This analysis holds true for Clean Tech companies as well. They have longer development cycles and are in most cases relatively capital intensive. They offer products and services that improve current solutions in existing supply chains, therefore they need good insight in the customer needs and alignment with the other supply chain partners. Understanding the complexity of such business marketing environment and a good scale up plan are potential mentoring targets where experience can be deployed. I was invited for a keynote on Clean Tech 2.0 during last week’s Clean Tech Summit. The short of it : still bullish on clean tech, particularly also in relation to our region, investors are more realistic and informed about clean tech being a broad and diverse area where financial returns can go hand in hand with environmental benefits.

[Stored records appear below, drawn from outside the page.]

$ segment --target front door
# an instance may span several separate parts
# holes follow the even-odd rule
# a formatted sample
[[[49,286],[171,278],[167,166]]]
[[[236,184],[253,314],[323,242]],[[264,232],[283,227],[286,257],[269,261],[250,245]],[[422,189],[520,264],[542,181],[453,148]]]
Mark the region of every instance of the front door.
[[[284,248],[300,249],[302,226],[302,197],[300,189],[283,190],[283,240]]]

The development of an entrepreneurial clean tech environment poses the question of the right design, philosophy, leadership and long term plan for a sustainable and vibrant ecosystem. The way these clusters evolve has changed over time as a result of our networked society empowering entrepreneurship and transforming industry. Characteristics of successful ecosystems are, for example, enough scale to matter, horizontal networks with anopen and sharing culture, attractive to innovative and creative individuals and led by entrepreneurs. Governments need to take a more supportive role and universities can add important things like labs, startup facilitators and technology transfer units. All things we can witness in our region. These communities become more powerful if there is a good balance between feeders and leaders and people are always more important than institutions. If the regional Next Economy project will provide us with a shared vision on the clean tech opportunities and how clean tech can help to transform existing industries to find new levels of competitiveness, the ecosystem can start to operate in a synchronised way and the entrepreneurial value chain will be taken to a next level.

This blog was written on October 25th 2015 and cannot resist sharing my 2ct’s worth of thoughts on Paris COP 21. It should produce an agreement robust enough to seduce investors to invest in the low carbon economy. Hopefully it will lead to a global carbon pricing framework (not so optimistic about this) with legally binding enforcement mechanisms. There is much at stake so a diplomatic success only is not enough.